Why you should add a cypress test to your CI/CD pipeline
By Rickard Andersson
Cypress is a framework for testing web applications, primarily used for end-to-end testing. In an end-to-end test you test your application as a whole just as a real user would, by interacting with GUI components, without any mocked components. The goal of this post is to convince you to add a single simple cypress test to your CI/CD pipeline.
In end-to-end tests with cypress you can test a lot of aspects of your application with very little test code. Below is basically the simplest test you can write with cypress.
it('should load main page', () => {
cy.visit('/');
})
If a test like above passes while running in your CI/CD pipeline, you know that: (1) Your web server is up and running; (2) A successful HTTP status is returned when navigating to your main page; (3) There hasn’t been any uncaught exceptions once the main page has loaded.
If you extend the test a little bit more, you can even know that communication with your backend is working. Let’s say you have a web page showing a list of recipes, where the recipes are loaded from an API endpoint.
it('should load list of recipes', () => {
cy.visit('/');
cy.get('[test-id="recipe-list"]')
.should('be.visible');
})
By running a test like this in your CI/CD pipeline, you know that some critical issues, such as not being able to communicate with your backend at all, will never reach production. That’s great!
There are a couple of downsides with end to end tests though. First, compared to other forms of tests they run really slow. Second, the tests may be expensive to maintain. This of course depends on how much changes that are introduced to your frontend, and of how the tests are designed. Third, if the tests fail, it might be hard to figure out what causes the tests to fail. In unit tests, you know exactly what software unit that is failing (since that’s the scope of your test).
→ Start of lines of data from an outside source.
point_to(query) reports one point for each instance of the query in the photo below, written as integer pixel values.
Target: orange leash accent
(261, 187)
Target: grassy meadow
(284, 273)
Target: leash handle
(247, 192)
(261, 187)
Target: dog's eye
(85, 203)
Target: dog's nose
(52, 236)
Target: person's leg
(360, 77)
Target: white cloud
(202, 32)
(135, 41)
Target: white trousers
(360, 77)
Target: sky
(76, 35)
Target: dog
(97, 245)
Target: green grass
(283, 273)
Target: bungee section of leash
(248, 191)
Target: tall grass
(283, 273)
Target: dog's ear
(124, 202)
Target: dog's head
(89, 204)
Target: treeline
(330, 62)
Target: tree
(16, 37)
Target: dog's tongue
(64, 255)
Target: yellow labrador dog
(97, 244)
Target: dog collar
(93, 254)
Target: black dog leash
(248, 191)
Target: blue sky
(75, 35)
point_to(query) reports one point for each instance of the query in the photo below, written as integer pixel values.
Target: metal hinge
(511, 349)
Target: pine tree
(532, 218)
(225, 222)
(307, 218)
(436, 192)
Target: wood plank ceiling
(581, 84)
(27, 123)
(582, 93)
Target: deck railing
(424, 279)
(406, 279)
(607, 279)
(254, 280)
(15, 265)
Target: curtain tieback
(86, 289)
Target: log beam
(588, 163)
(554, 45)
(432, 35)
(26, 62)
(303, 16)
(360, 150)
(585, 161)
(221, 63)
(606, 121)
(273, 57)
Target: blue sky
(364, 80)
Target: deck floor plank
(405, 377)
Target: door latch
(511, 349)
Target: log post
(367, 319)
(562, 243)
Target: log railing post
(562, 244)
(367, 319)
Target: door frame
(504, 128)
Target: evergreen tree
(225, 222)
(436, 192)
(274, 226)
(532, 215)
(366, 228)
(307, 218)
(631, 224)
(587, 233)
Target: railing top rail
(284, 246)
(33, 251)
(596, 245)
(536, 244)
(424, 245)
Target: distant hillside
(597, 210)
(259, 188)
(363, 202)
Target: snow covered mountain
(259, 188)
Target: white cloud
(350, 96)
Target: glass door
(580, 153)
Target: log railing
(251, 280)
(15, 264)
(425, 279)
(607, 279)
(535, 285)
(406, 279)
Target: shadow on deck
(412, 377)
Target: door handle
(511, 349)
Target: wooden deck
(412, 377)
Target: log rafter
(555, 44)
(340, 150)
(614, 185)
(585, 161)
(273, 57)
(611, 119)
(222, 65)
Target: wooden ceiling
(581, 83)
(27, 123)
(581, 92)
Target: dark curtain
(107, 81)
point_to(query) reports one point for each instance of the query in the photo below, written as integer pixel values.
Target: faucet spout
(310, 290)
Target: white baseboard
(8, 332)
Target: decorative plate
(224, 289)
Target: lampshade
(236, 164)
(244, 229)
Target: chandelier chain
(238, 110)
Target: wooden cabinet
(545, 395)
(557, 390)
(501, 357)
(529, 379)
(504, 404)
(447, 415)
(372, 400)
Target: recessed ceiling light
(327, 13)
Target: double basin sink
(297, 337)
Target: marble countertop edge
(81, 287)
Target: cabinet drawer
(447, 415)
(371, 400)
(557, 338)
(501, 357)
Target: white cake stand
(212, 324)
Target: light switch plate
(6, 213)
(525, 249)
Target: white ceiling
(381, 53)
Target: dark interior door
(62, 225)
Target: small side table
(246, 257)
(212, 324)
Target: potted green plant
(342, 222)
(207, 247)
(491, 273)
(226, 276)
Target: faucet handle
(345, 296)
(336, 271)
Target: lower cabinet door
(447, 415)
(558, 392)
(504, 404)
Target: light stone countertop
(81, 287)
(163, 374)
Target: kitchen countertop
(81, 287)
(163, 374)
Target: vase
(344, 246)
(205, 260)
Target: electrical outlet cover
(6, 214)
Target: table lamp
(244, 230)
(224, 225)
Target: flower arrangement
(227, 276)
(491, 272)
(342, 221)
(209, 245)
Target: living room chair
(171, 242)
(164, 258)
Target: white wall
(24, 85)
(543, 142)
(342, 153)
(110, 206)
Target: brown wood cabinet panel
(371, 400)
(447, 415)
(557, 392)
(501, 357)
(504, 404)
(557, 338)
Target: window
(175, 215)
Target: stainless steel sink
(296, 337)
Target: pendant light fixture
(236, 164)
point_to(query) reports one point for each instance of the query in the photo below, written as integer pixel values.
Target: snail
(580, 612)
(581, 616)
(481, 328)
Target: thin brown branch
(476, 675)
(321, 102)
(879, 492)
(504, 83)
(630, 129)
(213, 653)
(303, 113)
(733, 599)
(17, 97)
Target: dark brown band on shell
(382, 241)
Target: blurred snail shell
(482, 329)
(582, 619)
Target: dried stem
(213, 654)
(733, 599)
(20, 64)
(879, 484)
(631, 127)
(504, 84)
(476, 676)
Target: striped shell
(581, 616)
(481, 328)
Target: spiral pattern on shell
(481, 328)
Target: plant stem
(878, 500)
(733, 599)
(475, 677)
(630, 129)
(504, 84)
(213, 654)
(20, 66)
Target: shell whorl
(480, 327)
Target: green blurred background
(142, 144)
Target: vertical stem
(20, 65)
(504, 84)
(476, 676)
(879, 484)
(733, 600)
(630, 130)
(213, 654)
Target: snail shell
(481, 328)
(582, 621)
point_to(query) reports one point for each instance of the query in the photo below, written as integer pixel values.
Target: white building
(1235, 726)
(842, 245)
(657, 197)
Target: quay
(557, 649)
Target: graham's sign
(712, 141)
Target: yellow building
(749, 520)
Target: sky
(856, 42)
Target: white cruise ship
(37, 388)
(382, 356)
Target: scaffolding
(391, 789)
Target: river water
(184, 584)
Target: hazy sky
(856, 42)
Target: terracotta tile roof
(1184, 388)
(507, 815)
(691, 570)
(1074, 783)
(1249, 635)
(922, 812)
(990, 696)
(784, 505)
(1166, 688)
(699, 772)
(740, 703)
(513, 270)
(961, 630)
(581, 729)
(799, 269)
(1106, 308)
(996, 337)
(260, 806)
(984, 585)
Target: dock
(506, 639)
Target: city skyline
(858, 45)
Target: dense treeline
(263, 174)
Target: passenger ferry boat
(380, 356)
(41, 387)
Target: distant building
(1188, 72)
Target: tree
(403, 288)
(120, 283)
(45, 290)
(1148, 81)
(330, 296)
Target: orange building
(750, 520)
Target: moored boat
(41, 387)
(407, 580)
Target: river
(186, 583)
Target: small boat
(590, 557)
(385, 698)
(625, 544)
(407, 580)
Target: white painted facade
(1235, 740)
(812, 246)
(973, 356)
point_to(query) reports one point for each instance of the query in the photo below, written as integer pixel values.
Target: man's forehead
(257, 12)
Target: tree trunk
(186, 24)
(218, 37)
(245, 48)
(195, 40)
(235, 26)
In end to end tests, you know that some assertion fails, but get little help in finding out why.
For above reasons, you should not strive for “full coverage” in your end-to-end test suite. Stick with the most important user flows, without any obscure edge cases. The majority of your testing should be performed at a lower level, such as unit tests and integration tests. Your end-to-end test suite is your last “safety net”.
When you’re about to add your new cypress test to your CI/CD pipeline, you’ll probably ask yourself at what stage in the pipeline that you should run the test. I think there are two answers to that question: (1) As early as possible; (2) All of them.
By running the test as early as possible (preferably after a pull request has been opened), you get quick feedback and can prevent critical issues from entering the main branch in your codebase. However, there’s no reason to stop there. You can repeat the test towards each environment (e.g. dev, qa, prod) that you deploy your application to. This will let you to discover if anything in your infrastructure is causing the application to fail, and hopefully prevent the change from reaching production.
It’s really easy to get started and have a simple test running in your CI/CD pipeline. Even if the test is simple, it may prevent critical issues from affecting end users. Additionally, it gives you a solid foundation from which you can extend the test suite with more important user flows. This (cheap) investment is worth it, really. If you want to get started with cypress, check out the official documentation. Thanks for reading!